The scene appears for the pilgrim around kilometre 96 of the Jacobean Route (it is already known that, following the markings on the milestones by the Camino, the distance is measured in reverse, and reflects the kilometres remaining until reaching Compostela). Just when the route branches off from LU-4203 road to start a prolonged descent towards the Miño river, in a place known as Marcadoiro, a group of white buildings can be seen in the distance, on the other side of the valley. The constructions are pleasantly distributed along the low area of mountains that reach into the sky. In the forefront, the Way’s descent twists and turns between native trees and stone walls, similar to those that cross the hills the pilgrims have just left behind.
What is seen in the background is the town of Portomarín, and the strange effect of it seeming so orderly is due to the fact that it is a planned town, built just half a century ago, to accommodate the inhabitants of the old town centre, flooded by the Belesar reservoir in the sixties of last century.

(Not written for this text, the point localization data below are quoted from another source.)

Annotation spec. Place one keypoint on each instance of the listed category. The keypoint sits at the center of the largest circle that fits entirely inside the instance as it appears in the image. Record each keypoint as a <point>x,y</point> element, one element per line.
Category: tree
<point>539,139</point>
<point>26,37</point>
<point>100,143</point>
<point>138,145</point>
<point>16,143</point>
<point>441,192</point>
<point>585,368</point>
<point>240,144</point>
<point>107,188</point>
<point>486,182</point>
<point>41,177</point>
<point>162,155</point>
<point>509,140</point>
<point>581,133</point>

The transfer of Portomarín was a collective enterprise. The village’s most important buildings were dismantled stone by stone and transported uphill to the so-called Monte do Cristo. Among those rebuilt constructions were the San Pedro church, some manor houses or the famous stairway, and the Chapel of As Neves through which the Way enters into the new town. And, above all, the imposing church of San Nicolao, formerly known as San Xoán. This Romanesque church-castle was built between the twelfth and thirteenth centuries and keeps among its voluminous, almost aggressively so, parts, some corners as remarkable as the main facade, devoted to images of the Apocalypse, or a small and delicate rose window. On its stones you can still see the last trace left by the town’s history, in the form of the numbers written on the stones when the building was dismantled so they could put each piece back in its place in the new site, far from the river waters.
The new town, designed by architect Pons Sorolla, was arranged around a main square, in which both the San Xoán church and General Paredes’ house were placed, and another, smaller square presided over by the San Pedro church. The houses and streets attempted to replicate the area’s architecture by using local materials such as slate, and were equipped with very characteristic arcades under which pilgrims who nowadays cross the French Way can rest from their fatigues and the sun.